A existência deste processo foi conhecida há praticamente um ano, a 8 de Julho de 2017, através de uma notícia do Expresso que dava conta de que já teriam havido buscas nas seguradoras visadas. Na mesma data a AdC acabaria por confirmar as informações do semanário através de um comunicado onde adiantava que tinha realizado “diligências de busca e apreensão em cinco instalações de quatro empresas, localizadas na Grande Lisboa, no âmbito de uma investigação por práticas anti concorrenciais, ao abrigo dos poderes sancionatórios que lhe são conferidos pela Lei da Concorrência”. A entidade liderada por Margarida Matos Rosa especificava ainda que “as buscas foram motivadas pela verificação de indícios de cartel no sector segurador, que fundamentam suspeitas de infracção à Lei da Concorrência.”

Apesar de há um ano as suspeitas de cartelização recaírem apenas sobre quatro seguradoras, as mesmas fontes contactadas pelo PÚBLICO referem que o processo já será mais abrangente e que mais empresas estarão a ser investigadas.

A Tranquilidade passou para o perímetro norte-americano em 2015, altura em que o Novo Banco a vendeu ao fundo Apollo que pagou cerca de 40 milhões de euros, com compromisso de reforço de capital de 150 milhões de euros.

Antecedentes de 2013

Apesar de o processo ser do conhecimento público desde meados do ano passado, os seus antecedentes remontam, pelo menos, a 2013, data em que o supervisor dos seguros, a Autoridade de Supervisão de Seguros e Fundos de Pensões, teve de intervir na modalidade dos seguros de acidentes de trabalho.

Na prática, este ramo segurador era consecutivamente deficitário, com as seguradoras a assumirem perdas para captarem mais clientes.
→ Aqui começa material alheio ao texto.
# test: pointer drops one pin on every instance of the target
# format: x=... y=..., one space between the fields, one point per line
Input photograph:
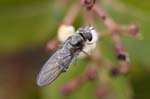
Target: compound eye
x=92 y=36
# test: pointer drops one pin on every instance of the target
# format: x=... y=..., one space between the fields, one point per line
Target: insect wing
x=54 y=66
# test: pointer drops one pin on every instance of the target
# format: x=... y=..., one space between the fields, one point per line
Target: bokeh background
x=27 y=25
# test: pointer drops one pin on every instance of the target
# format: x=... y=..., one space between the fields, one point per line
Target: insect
x=63 y=57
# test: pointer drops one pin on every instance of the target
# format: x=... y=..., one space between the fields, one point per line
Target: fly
x=62 y=58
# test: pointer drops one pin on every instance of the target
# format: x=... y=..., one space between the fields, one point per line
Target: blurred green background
x=27 y=25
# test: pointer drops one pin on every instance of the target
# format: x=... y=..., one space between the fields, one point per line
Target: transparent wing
x=54 y=66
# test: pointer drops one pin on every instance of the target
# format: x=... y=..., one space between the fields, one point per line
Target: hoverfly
x=63 y=57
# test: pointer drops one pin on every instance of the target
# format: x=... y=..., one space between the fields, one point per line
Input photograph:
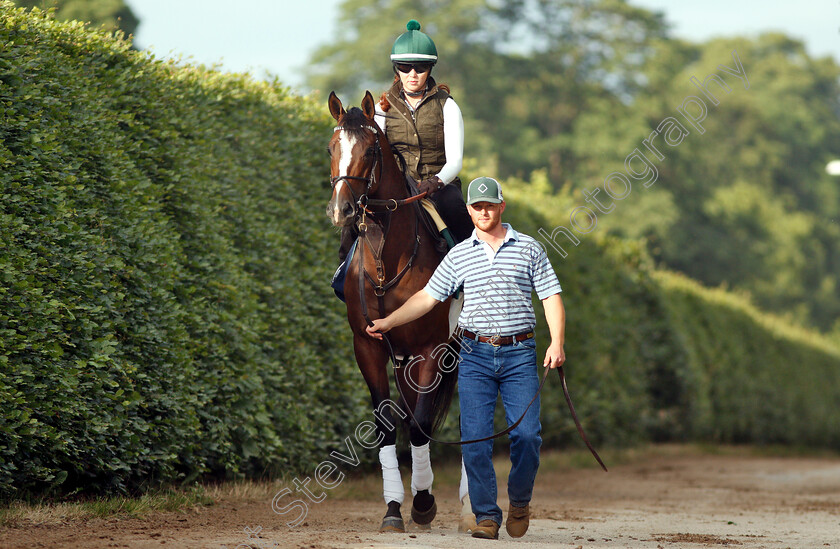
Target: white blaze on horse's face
x=346 y=142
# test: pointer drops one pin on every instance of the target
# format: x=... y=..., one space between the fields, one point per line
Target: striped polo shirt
x=497 y=287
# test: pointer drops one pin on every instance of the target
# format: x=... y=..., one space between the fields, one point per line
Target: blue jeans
x=484 y=372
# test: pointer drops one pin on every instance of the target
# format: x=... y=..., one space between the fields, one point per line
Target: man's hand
x=554 y=356
x=380 y=326
x=430 y=186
Também aqui poder-se-á estar perante novas violações da concorrência, uma vez que as seguradoras cobravam pelos valores dos seguros montantes que saberiam estar abaixo do preço de custo.
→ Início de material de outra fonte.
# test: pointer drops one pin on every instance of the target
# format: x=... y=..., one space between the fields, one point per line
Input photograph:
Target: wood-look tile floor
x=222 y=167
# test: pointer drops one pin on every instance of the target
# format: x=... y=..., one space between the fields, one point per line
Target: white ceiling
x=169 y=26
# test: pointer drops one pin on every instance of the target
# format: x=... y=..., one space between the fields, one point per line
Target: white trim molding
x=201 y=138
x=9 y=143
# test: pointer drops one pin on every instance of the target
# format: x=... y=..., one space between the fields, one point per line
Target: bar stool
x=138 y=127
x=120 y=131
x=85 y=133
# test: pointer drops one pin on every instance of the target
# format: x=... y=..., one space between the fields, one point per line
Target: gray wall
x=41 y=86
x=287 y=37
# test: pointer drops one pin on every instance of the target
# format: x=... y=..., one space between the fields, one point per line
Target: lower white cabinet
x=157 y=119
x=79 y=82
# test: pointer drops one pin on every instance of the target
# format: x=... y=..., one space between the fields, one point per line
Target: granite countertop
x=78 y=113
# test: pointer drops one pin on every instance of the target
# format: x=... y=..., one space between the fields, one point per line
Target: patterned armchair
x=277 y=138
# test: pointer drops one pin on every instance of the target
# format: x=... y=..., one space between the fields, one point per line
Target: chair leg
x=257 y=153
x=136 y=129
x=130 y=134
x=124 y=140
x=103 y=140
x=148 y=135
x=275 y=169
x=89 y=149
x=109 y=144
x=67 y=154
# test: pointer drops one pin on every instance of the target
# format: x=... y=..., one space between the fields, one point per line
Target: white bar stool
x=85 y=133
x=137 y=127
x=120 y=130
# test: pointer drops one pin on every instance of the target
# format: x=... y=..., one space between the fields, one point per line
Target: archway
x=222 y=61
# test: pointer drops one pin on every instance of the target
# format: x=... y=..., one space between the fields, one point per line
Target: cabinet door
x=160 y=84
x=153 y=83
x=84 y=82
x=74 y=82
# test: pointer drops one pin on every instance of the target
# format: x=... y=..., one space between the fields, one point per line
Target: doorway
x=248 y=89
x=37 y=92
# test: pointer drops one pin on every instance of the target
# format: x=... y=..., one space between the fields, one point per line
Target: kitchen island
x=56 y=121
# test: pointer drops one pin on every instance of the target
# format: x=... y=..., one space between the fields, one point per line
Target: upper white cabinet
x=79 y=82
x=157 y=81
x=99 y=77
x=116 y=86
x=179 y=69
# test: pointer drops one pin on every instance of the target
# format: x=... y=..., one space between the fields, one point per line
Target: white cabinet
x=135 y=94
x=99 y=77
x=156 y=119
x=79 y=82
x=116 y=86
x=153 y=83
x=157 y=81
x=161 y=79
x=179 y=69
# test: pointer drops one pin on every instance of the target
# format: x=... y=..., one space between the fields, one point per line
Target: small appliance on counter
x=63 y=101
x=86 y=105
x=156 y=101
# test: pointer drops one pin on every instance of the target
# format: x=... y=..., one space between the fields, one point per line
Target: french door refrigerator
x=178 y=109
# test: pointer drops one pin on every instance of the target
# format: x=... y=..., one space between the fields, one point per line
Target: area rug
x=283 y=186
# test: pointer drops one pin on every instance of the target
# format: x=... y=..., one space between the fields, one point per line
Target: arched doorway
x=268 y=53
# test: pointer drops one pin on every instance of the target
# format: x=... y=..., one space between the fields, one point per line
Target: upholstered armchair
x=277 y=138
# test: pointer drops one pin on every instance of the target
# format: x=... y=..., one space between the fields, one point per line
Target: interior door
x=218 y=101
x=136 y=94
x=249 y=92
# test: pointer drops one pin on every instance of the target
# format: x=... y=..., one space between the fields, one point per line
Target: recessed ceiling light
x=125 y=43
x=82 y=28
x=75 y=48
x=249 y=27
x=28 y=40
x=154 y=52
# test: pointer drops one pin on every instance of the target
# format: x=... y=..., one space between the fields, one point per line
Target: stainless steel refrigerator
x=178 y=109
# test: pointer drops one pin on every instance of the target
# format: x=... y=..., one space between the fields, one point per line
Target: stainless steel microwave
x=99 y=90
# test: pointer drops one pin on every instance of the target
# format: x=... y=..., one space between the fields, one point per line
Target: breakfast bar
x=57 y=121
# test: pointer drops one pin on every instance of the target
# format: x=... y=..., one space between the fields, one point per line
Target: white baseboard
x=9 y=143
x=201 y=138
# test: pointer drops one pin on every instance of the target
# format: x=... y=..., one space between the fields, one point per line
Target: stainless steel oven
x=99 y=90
Foi neste contexto que o regulador dos seguros actuou exigindo às empresas que tomassem medidas para que cada ramo segurador, neste caso o de acidentes de trabalho, fosse sustentável, ou seja, teriam de aplicar preços que o garantissem, algo que não estava a acontecer. O supervisor determinou ainda que lhe fosse apresentado um plano com as medidas adoptadas e que lhe fossem comunicados mensalmente indicadores que permitissem avaliar a situação da modalidade acidentes de trabalho. Mais tarde, em 2014, o supervisor voltou a pressionar as seguradoras para resolver a situação uma vez que considerava que o que tinha sido feito até essa data era insuficiente para equilibrar a modalidade de acidentes de trabalho no prazo de três anos.

Foi então neste contexto que as empresas terão começado a subir preços. Mas tê-lo-ão feito de forma consertada e sem que essa subida levasse à disputa de clientes. E é esta prática que está agora a ser investigada. Se vierem a ser condenadas, as seguradoras poderão incorrer em coimas que, no limite máximo, poderão atingir 10% do seu volume de negócios, tendo como referência as contas anteriores a uma eventual condenação.